Ciloerwynt was a Welsh long house, originally located in the Claerwen Valley and relocated to St Fagans in 1959.
A long house was a building where people and animals lived under the same roof. The original timber walls were
replaced by stone when the house was enlarged in 1734. The cattle and horses were kept in stalls on the left and
the family lived on the right. Both animals and people entered through the same door into a central passageway.
A servant slept in the hay loft above the animals.
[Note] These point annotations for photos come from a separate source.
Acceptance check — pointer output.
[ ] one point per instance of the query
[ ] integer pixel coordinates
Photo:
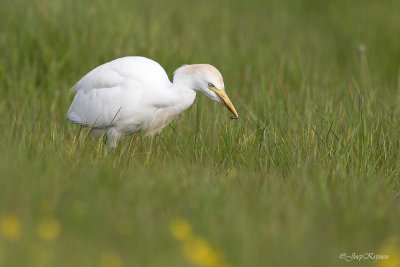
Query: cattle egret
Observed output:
(134, 93)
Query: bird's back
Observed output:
(111, 90)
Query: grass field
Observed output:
(309, 171)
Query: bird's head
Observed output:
(206, 79)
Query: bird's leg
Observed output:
(113, 136)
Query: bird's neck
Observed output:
(186, 95)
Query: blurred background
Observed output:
(309, 171)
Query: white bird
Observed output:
(130, 94)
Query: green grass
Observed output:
(309, 171)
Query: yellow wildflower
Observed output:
(10, 227)
(110, 259)
(196, 249)
(48, 228)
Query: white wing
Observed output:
(119, 89)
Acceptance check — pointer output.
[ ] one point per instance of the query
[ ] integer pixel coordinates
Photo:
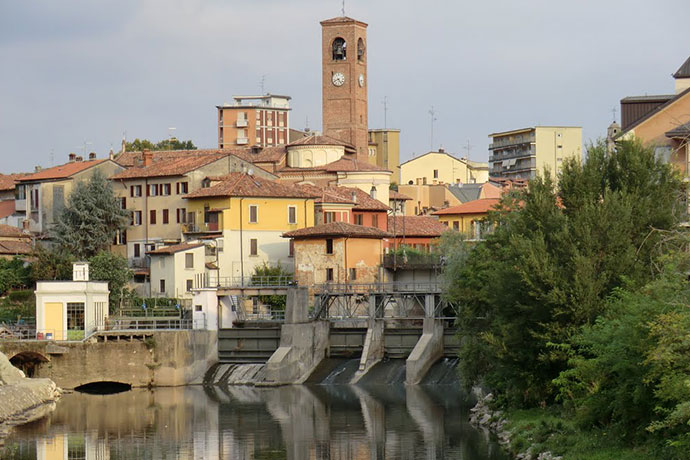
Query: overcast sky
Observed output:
(78, 71)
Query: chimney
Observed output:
(148, 157)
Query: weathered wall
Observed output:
(157, 359)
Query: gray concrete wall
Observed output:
(168, 358)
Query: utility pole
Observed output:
(385, 112)
(432, 112)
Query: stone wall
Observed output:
(153, 359)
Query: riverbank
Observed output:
(23, 400)
(549, 434)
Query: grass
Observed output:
(551, 430)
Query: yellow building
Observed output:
(384, 150)
(524, 153)
(247, 215)
(467, 217)
(442, 168)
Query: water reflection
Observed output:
(338, 422)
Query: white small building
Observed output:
(177, 269)
(71, 310)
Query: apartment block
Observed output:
(254, 120)
(524, 153)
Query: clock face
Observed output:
(338, 79)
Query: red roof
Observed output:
(172, 166)
(8, 181)
(471, 207)
(62, 171)
(360, 200)
(15, 248)
(6, 208)
(421, 226)
(395, 195)
(340, 229)
(14, 232)
(172, 249)
(241, 184)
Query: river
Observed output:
(334, 422)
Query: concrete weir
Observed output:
(305, 343)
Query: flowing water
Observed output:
(298, 422)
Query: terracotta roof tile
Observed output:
(172, 249)
(9, 231)
(8, 181)
(319, 140)
(241, 184)
(165, 167)
(471, 207)
(62, 171)
(15, 247)
(415, 226)
(337, 229)
(6, 208)
(360, 200)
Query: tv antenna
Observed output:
(467, 147)
(385, 112)
(432, 113)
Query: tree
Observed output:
(89, 222)
(114, 269)
(557, 253)
(166, 144)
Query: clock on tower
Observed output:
(344, 82)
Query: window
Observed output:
(339, 49)
(182, 188)
(181, 215)
(136, 218)
(75, 316)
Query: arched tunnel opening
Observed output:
(28, 362)
(103, 388)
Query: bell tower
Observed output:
(344, 82)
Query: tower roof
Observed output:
(342, 20)
(684, 71)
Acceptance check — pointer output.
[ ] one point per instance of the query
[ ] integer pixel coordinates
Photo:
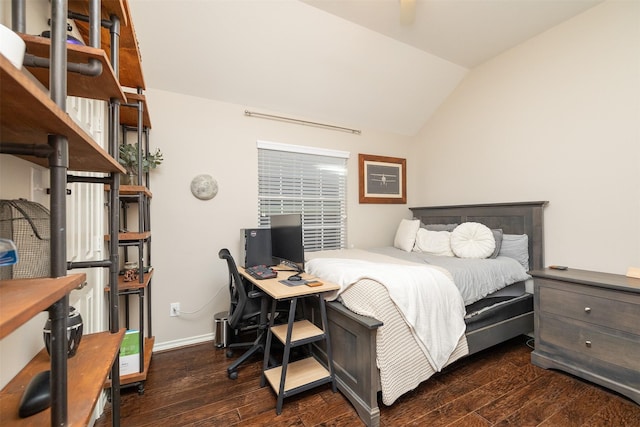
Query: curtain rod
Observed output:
(302, 122)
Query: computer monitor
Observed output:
(286, 240)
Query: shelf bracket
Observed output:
(17, 149)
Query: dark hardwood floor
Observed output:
(497, 387)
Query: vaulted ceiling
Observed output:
(347, 62)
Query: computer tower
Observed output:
(255, 247)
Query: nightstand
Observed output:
(588, 324)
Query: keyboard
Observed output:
(261, 272)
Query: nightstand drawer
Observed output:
(608, 345)
(611, 309)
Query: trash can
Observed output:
(222, 329)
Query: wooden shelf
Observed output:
(126, 286)
(129, 115)
(22, 299)
(109, 7)
(303, 330)
(103, 87)
(131, 190)
(130, 236)
(137, 376)
(130, 72)
(29, 116)
(301, 373)
(87, 371)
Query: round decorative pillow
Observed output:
(472, 240)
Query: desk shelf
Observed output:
(293, 377)
(301, 375)
(304, 332)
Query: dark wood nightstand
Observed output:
(588, 324)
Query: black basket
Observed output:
(28, 225)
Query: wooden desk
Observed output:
(279, 291)
(301, 375)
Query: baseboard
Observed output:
(182, 342)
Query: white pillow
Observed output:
(434, 242)
(406, 234)
(472, 240)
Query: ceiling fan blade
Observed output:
(407, 12)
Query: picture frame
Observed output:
(382, 179)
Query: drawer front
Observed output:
(600, 343)
(608, 308)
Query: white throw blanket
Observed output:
(427, 298)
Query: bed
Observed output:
(359, 341)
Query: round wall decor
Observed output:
(204, 187)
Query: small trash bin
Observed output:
(222, 329)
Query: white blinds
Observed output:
(294, 180)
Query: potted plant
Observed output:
(129, 159)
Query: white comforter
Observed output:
(425, 296)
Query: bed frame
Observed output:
(353, 337)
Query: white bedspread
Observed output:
(427, 299)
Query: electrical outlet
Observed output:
(174, 309)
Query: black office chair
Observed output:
(247, 311)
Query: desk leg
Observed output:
(285, 356)
(325, 326)
(267, 346)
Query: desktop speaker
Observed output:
(255, 247)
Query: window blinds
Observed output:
(294, 179)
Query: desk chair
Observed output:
(248, 310)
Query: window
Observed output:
(309, 181)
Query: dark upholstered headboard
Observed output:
(512, 218)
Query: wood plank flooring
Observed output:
(497, 387)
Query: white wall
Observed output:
(556, 118)
(200, 136)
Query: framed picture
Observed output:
(382, 179)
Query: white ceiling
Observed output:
(346, 62)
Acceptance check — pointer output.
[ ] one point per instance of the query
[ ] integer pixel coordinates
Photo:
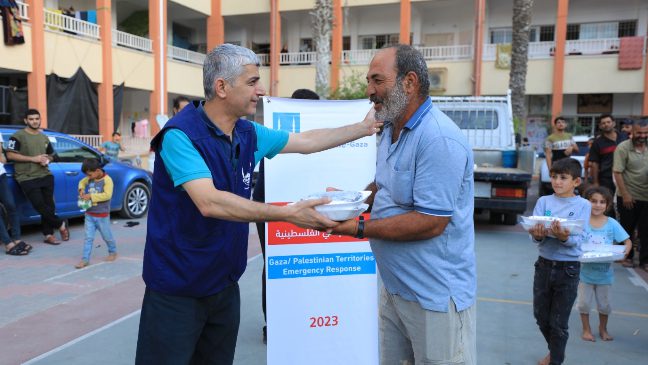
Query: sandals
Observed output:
(19, 249)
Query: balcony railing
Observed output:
(186, 55)
(446, 52)
(24, 10)
(132, 41)
(297, 58)
(91, 139)
(592, 46)
(59, 22)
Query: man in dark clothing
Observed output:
(32, 152)
(601, 155)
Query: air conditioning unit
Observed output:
(438, 79)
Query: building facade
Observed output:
(586, 57)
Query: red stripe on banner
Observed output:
(284, 233)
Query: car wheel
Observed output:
(136, 201)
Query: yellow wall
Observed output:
(600, 74)
(202, 6)
(133, 68)
(235, 7)
(539, 76)
(185, 79)
(17, 57)
(64, 54)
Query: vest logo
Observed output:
(288, 122)
(247, 179)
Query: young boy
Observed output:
(557, 269)
(559, 144)
(97, 187)
(112, 148)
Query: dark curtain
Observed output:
(118, 99)
(17, 105)
(72, 104)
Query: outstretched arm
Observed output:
(322, 139)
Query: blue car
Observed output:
(132, 190)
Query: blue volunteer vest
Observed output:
(187, 254)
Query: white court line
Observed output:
(636, 279)
(79, 339)
(89, 334)
(72, 272)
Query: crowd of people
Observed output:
(618, 166)
(421, 229)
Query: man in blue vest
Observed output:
(196, 242)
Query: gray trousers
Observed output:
(411, 335)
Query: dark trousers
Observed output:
(636, 218)
(261, 232)
(40, 193)
(178, 330)
(555, 285)
(6, 198)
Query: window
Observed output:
(573, 31)
(68, 150)
(474, 119)
(627, 29)
(547, 33)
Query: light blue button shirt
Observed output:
(429, 169)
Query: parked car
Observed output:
(545, 179)
(132, 190)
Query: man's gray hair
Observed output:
(409, 59)
(225, 62)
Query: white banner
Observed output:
(322, 305)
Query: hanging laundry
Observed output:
(11, 23)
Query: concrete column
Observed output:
(336, 46)
(559, 58)
(478, 44)
(106, 106)
(215, 26)
(406, 16)
(36, 85)
(158, 34)
(275, 46)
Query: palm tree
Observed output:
(520, 56)
(322, 15)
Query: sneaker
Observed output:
(51, 240)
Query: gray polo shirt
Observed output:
(428, 170)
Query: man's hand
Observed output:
(371, 124)
(347, 228)
(539, 232)
(559, 232)
(628, 200)
(304, 215)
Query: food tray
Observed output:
(342, 213)
(575, 226)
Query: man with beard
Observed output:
(421, 229)
(631, 175)
(198, 222)
(601, 154)
(32, 152)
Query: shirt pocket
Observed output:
(402, 187)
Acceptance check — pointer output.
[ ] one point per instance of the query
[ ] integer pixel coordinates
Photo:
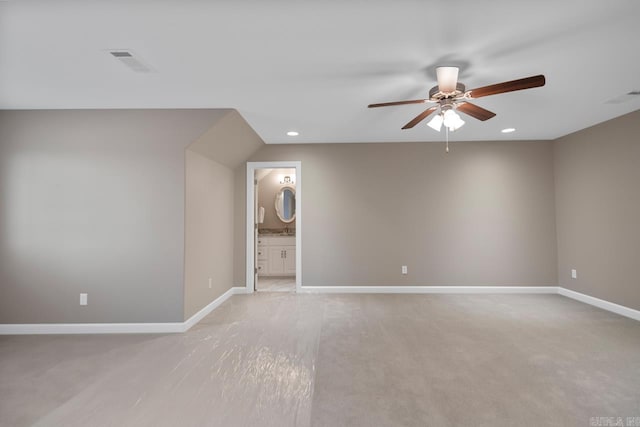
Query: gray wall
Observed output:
(482, 215)
(93, 201)
(597, 172)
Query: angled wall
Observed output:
(597, 183)
(210, 208)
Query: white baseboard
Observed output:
(430, 289)
(177, 327)
(117, 328)
(597, 302)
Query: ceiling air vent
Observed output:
(132, 61)
(624, 98)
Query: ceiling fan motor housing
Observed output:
(436, 95)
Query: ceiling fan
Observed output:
(451, 95)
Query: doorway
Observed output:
(274, 226)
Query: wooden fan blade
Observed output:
(474, 111)
(511, 86)
(389, 104)
(420, 117)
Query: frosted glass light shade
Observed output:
(447, 78)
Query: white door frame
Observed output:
(251, 261)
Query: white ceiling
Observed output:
(313, 66)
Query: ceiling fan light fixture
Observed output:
(436, 122)
(447, 79)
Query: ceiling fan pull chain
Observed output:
(447, 144)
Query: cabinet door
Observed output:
(290, 261)
(276, 260)
(262, 253)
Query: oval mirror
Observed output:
(286, 204)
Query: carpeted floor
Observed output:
(281, 359)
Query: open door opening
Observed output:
(273, 226)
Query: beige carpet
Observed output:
(282, 359)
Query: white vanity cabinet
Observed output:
(277, 256)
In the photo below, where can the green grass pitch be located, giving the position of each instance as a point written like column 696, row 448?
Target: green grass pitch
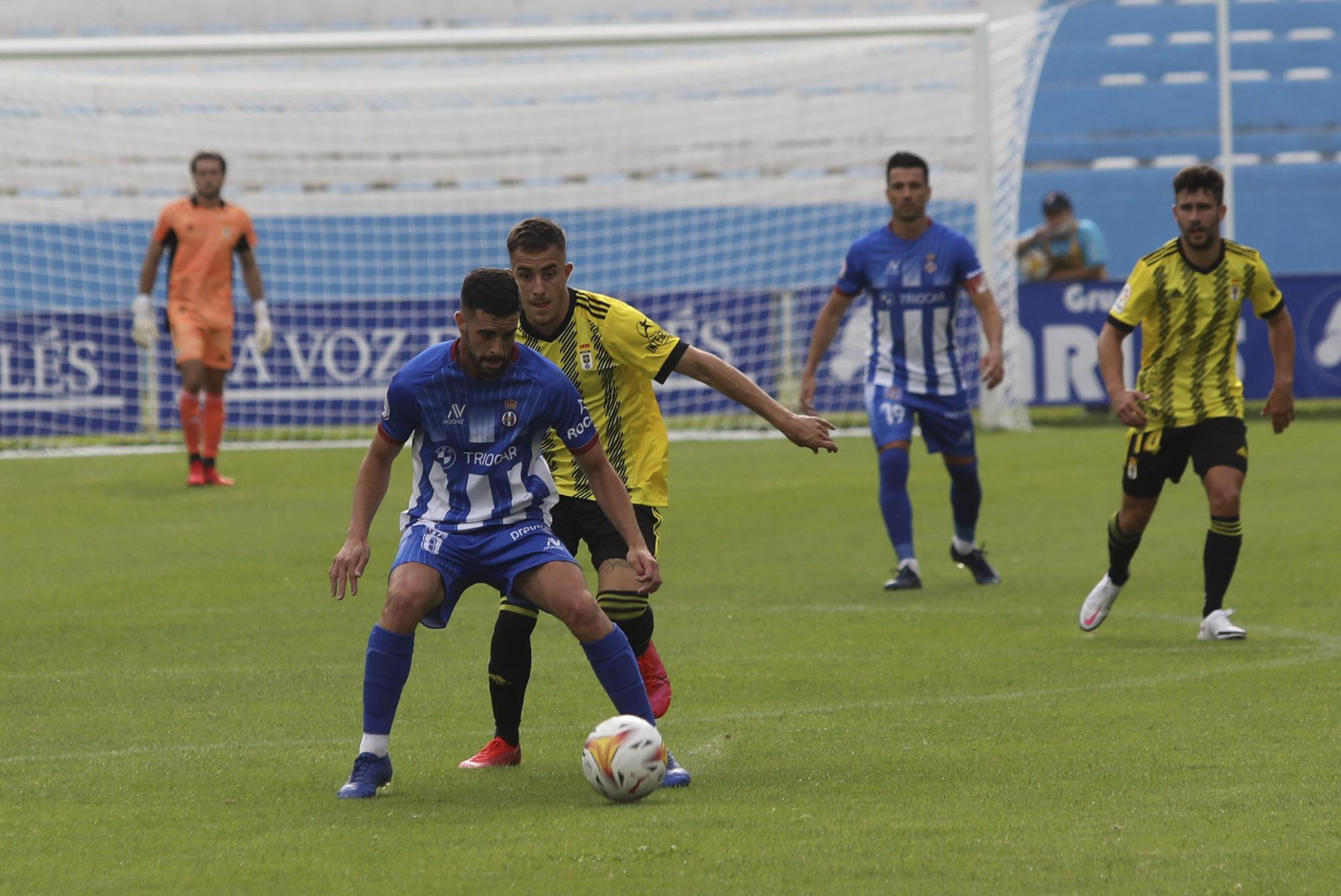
column 182, row 698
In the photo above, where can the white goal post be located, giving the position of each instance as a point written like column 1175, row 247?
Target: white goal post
column 711, row 174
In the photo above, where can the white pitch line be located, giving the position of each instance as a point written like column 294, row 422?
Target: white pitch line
column 1328, row 651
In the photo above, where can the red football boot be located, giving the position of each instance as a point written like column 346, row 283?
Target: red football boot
column 497, row 753
column 655, row 680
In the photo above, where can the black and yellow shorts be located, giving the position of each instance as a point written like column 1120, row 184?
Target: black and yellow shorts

The large fireplace was important for cooking and heating. The last inhabitants, in the 1950s, often kept their
coats on inside the house during winter. The single living room was also a kitchen and work room. Rush lights,
made of reeds dipped in fat, provided light in the evenings. The family diet was based on oats and milk, and
they turned milk into cheese and butter in the large dairy at the back.
Ciloerwynt was just upstream of the proposed Ciloerwynt Dam and would have been submerged under Ciloerwynt
Reservoir, but Ciloerwynt Dam was never built. A new bungalow was built near the site of Ciloerwynt House.
Map Ref: SN882 630
Photos courtesy of Syd Meredith.
Photo courtesy of Syd Meredith.
The bed originally from Ciloerwynt House, now located at St Fagans but not in Ciloerwynt House, was slept in by James Price. He left an unusual memorial of his death, which occurred in 1658. When confined to his death bed, he had a carpenter come in each morning to carve a rosette on the bed head. Also carved was a figure of Death and an inscription telling of the day the old man finally died. He is said to haunt the house to this day.